John irving's busy, quirky novels have proven tough to adapt for the big screen as there's often too much going on. Tod Williams deals with this by tackling only the first third of Irving's A Widow For One Year, his The Door In The Floor combining a coming-of-age tale with a cryptic study of how grief can dismantle a family.

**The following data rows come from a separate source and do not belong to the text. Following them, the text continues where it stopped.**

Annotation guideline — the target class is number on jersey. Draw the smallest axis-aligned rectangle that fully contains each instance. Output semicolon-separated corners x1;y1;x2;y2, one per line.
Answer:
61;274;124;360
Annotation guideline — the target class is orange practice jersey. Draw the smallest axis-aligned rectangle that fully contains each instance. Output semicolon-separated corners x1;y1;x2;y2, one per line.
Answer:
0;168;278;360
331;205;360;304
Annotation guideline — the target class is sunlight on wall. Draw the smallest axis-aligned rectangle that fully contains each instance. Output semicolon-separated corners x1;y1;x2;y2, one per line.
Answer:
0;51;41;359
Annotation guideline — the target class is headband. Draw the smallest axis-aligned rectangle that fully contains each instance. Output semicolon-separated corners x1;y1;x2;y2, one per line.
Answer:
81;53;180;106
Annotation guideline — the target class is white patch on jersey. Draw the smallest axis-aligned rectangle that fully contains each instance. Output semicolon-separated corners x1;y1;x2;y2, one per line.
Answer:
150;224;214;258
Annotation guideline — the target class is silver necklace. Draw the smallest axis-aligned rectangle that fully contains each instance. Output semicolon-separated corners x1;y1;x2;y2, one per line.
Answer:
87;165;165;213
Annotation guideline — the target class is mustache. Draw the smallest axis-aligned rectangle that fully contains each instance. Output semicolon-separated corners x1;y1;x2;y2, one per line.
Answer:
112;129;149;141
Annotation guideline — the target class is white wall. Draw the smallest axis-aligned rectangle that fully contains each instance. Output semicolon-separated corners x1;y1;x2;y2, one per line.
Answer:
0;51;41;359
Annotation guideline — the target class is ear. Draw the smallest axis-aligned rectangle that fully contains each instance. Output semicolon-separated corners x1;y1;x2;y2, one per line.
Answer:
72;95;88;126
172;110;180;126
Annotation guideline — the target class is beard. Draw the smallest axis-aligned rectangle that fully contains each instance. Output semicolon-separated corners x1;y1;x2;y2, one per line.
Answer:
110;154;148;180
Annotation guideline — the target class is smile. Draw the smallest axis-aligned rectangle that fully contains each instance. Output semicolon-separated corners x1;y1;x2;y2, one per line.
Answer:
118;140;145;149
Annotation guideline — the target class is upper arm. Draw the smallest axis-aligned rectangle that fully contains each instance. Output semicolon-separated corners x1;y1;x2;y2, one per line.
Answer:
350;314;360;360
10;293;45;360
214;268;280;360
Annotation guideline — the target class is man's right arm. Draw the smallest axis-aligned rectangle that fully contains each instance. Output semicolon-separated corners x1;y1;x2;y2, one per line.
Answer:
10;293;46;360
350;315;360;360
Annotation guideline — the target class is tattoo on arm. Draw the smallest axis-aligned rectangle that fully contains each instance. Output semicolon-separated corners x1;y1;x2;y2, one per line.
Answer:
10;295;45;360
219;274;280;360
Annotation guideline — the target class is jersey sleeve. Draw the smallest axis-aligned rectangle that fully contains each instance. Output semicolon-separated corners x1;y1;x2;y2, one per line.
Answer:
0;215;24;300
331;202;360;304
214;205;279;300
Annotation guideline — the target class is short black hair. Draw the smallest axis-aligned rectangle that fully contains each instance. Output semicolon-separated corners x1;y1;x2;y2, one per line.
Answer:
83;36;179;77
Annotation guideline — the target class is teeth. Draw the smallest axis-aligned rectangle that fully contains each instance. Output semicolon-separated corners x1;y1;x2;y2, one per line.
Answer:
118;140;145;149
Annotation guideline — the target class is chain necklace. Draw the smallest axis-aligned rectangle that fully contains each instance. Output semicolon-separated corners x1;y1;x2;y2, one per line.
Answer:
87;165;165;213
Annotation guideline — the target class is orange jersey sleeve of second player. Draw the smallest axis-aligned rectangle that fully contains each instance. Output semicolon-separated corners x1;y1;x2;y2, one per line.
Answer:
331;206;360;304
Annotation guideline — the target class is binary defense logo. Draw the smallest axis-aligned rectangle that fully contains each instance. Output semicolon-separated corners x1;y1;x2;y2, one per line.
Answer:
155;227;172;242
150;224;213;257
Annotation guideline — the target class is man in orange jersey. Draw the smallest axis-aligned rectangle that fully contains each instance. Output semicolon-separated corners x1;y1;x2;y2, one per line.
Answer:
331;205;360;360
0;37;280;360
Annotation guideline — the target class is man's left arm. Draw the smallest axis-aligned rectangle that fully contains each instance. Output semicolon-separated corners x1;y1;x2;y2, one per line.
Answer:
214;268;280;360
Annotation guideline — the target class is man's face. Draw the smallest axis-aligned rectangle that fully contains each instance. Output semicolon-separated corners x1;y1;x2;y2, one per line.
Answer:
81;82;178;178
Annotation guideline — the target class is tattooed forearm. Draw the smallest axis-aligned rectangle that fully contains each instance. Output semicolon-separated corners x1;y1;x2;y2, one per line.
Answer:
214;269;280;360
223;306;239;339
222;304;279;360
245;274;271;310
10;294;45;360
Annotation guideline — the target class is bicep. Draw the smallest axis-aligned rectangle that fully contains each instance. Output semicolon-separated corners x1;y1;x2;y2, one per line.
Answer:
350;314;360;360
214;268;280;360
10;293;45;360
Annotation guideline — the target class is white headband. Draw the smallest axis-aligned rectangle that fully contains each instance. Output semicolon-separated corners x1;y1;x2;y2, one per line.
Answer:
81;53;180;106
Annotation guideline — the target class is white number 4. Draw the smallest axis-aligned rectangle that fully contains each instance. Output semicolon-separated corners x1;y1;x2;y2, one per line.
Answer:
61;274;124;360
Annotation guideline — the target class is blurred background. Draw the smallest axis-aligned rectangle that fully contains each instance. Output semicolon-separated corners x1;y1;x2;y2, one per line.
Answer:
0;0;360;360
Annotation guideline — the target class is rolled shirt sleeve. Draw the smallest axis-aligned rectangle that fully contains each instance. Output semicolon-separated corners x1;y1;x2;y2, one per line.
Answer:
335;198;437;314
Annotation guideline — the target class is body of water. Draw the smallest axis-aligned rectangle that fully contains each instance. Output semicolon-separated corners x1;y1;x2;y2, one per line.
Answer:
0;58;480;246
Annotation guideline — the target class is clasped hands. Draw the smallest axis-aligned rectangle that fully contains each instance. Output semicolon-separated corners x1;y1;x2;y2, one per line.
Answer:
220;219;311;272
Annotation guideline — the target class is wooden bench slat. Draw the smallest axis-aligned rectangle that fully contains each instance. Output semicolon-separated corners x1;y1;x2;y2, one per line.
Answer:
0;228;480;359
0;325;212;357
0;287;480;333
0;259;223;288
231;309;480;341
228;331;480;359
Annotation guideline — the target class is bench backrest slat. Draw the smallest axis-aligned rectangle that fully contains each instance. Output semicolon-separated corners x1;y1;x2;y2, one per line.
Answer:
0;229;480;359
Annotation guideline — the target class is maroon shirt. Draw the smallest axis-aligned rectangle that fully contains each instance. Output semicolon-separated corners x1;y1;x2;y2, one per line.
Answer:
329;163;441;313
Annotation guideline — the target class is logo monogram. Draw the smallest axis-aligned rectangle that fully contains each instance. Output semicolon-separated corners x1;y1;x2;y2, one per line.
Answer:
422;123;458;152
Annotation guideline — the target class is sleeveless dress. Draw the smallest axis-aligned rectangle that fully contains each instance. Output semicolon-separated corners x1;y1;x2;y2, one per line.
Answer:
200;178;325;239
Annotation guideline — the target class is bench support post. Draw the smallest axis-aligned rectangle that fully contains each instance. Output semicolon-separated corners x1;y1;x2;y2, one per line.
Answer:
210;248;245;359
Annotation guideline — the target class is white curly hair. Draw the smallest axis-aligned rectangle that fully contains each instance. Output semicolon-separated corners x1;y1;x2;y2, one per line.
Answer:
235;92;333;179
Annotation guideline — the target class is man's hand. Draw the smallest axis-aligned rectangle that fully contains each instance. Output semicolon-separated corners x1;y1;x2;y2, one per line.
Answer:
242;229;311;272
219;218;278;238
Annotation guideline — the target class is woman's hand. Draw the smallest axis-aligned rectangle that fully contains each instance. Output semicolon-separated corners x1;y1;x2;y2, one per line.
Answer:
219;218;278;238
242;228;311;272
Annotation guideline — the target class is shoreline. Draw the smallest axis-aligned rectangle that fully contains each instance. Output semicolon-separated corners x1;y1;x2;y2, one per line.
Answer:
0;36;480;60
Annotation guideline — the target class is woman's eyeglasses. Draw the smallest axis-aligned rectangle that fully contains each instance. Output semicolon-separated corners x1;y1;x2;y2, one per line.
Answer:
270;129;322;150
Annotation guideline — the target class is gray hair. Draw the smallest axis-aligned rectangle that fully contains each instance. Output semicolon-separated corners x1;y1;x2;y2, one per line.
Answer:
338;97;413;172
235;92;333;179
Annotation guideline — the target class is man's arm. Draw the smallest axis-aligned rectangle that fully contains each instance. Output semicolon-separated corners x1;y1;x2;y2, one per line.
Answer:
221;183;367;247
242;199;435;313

In a sense, it's a detective story, with Eddie the wide-eyed outsider trying to figure out what happened to the Coles' sons, and why exactly Ted has hired him. Even the casting seems designed to wrongfoot. Jeff Bridges has the most likeable face in Hollywood: big, friendly and rumpled like an unmade bed. The sight of him shambling around in a tatty dressing gown, flashing his wry grin, recalls The Big LebowskiÆs The Dude, but Ted is a much trickier customer. Meanwhile, Basinger, whose beauty gets deeper and sadder with age, makes Marion glassy with grief and impossible to read.
Ruthlessly plotted and aching with emotional alienation, it's intelligent and intriguing, but frostier than The Ice Storm. Even the moments of sexual farce (Eddie is the unluckiest masturbator since Jim in American Pie) are more melancholy than funny. If you're in the mood, though, this better-than-the-book adaptation casts quite a spell.